5.       Learning Support Staff

Meet daily with the Class teachers to evaluate on a short-term basis the work being achieved. Suitable adaptations to work are made to support a child and it is evaluated for effect. Learning Support staff help to maintain the progress records and collate examples of children’s work to support this process.


How do we ensure an inclusive curriculum?

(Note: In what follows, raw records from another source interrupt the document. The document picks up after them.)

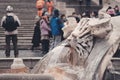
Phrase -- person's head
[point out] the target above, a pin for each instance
(9, 9)
(56, 12)
(73, 13)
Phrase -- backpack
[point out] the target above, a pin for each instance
(10, 24)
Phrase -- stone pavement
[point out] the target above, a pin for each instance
(23, 53)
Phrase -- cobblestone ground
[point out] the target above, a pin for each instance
(23, 53)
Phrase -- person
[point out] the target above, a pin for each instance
(56, 28)
(63, 20)
(76, 17)
(111, 11)
(50, 6)
(80, 2)
(116, 8)
(36, 35)
(40, 6)
(44, 27)
(88, 2)
(10, 22)
(94, 14)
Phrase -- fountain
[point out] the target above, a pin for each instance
(84, 55)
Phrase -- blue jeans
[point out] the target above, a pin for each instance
(14, 41)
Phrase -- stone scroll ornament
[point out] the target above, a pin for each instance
(66, 61)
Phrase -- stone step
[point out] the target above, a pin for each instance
(27, 28)
(19, 41)
(24, 32)
(19, 35)
(6, 1)
(22, 10)
(19, 38)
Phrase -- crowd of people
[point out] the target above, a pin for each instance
(48, 25)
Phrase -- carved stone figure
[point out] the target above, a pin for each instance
(67, 60)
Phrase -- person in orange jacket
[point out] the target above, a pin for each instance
(50, 6)
(40, 5)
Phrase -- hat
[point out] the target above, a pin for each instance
(9, 8)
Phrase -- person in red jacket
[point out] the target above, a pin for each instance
(40, 5)
(50, 6)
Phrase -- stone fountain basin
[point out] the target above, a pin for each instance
(20, 74)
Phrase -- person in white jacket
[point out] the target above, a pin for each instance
(10, 22)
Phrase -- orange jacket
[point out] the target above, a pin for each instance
(40, 3)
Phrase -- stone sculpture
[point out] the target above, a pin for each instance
(68, 60)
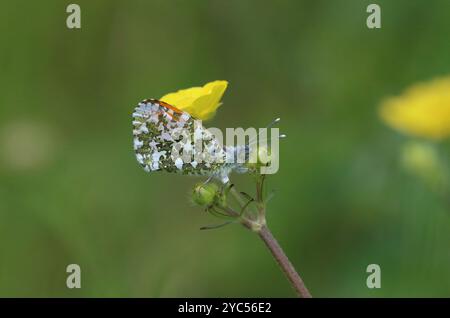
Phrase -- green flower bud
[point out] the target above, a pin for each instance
(207, 194)
(422, 160)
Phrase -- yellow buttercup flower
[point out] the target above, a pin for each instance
(423, 110)
(200, 102)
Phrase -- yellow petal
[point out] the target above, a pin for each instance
(423, 110)
(200, 102)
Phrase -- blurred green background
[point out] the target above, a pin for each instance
(71, 190)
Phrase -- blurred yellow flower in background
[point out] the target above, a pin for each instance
(423, 110)
(200, 102)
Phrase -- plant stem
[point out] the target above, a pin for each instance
(282, 260)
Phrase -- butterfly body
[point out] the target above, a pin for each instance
(171, 140)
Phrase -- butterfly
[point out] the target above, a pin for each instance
(169, 139)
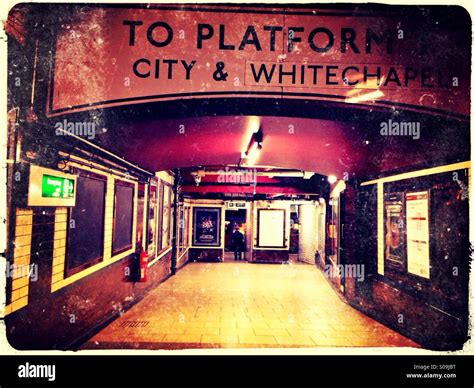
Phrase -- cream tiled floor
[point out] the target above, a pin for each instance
(244, 305)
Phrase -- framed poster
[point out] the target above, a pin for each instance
(271, 228)
(394, 231)
(166, 213)
(206, 226)
(418, 234)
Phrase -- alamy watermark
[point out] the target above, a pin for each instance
(85, 129)
(355, 271)
(402, 128)
(237, 176)
(23, 271)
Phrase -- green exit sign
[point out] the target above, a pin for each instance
(57, 187)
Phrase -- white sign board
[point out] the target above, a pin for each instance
(271, 228)
(418, 234)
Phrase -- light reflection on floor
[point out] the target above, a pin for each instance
(235, 305)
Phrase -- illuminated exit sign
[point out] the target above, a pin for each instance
(48, 187)
(57, 187)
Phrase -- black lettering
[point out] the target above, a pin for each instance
(392, 76)
(170, 63)
(222, 45)
(135, 68)
(132, 24)
(329, 35)
(292, 38)
(410, 75)
(188, 67)
(273, 30)
(254, 40)
(263, 70)
(204, 36)
(348, 36)
(152, 28)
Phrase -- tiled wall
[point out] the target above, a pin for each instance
(21, 260)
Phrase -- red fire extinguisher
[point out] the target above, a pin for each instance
(143, 265)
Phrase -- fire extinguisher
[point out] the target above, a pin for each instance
(143, 266)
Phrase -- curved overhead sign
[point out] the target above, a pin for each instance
(116, 55)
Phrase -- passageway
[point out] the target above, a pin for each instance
(232, 305)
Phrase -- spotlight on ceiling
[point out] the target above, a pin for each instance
(254, 146)
(332, 179)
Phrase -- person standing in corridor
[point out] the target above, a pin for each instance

All children have the opportunity to experience all aspects of the school curriculum. Work is carefully adapted to enable pupils with specific difficulties to have as full access as possible. Work is differentiated. Children are not withdrawn from any PE lessons. Most support takes place within the classroom context and is adapted to suit the individual need. Children who are withdrawn for specific focuses are taken out and do the same curriculum lesson. E.g. Literacy based support from a literacy time, or literacy based support for history.  If a child is withdrawn from another subject, the teacher ensures that they have access to the subject missed and work is supported in their books.

Resources for SEN


5% of our pupil led budget supports SEN. This is spent on teaching and support staff. The SENCO is allocated a budget for SEN resources annually.


Complaints Procedure


If parents feel concerned about any aspect of the identification, assessment, monitoring and reviewing of their child’s SEN, they should:

  • Initially discuss this with the class teacher.
  • The class teacher may refer the matter to the SENCO who will report back to parents within 10 working days
  • If the matter has not been dealt with satisfactorily, a meeting will be arranged with the Class teacher, SENCO, Head teacher and other relevant Staff.
  • If matters are still unresolved, the issue will be referred to the Governing Body who will decide on further action.
  • Concerns about statemented pupils could be dealt with through statutory reviews. Some aspects may have to be dealt with directly through the LA. Procedures follow the SEN Code of Practice Guidelines.



Who is involved with supporting SEN provision in our school?


The following people are involved in supporting children with SEN in school:

Class based~ Teachers, Support Staff, LSA’s

School based~ Head teacher, SENCO, Behaviour manager

LA based~ Inclusion Pupil Support, Educational Psychologist, SEN Specialists

Parents~ family members

Child Health Services~ Speech and Language, School Doctor, School Nurse

Social Services~, Social workers

Attendance Improvement Officer~

Voluntary Organisations~ Home Start, Menphys


SEN Training


We follow the principles for Investors in People. All staff receives regular trainings in the different aspects of SEN. We use a range of different providers for training:


  • SEN training with IPS
  • Courses by Local Authority
  • Courses by agencies associated with a specific need
  • DFES Initiatives
  • Governor Training


SEN Training needs are prioritised annually and form part of the School development Plan. Trainings that need routine renewable are planned.

These include:

Child Protection

Physical Intervention

First Aid: including Asthma, Epilepsy

Specific needs led training: Autism, challenging behaviours


School/Parent Partnership

We work in close partnership with all our parents. We have a Home School Contract, which we follow. Parents with children with SEN are given access to detailed IEPs and have regular updates on progress. We have an open approach to supporting parents and encourage them to talk with us. We share targets and work together in partnership in supporting the pupil at all times.



Links with other schools

We value our strong links with our transition school, South Wigston High School. Meetings are held in the Summer Term to ensure smooth transition to year 6 .  IEP goals are shared and records are passed on. Children are given the opportunity to visit the school for short sessions for familiarisation and to help with anxieties.


If a child needs to transfer to a special school, we work together with parents and SENA to insure that the child has a place at the school which best suits their needs. Parents are supported in the decision making process.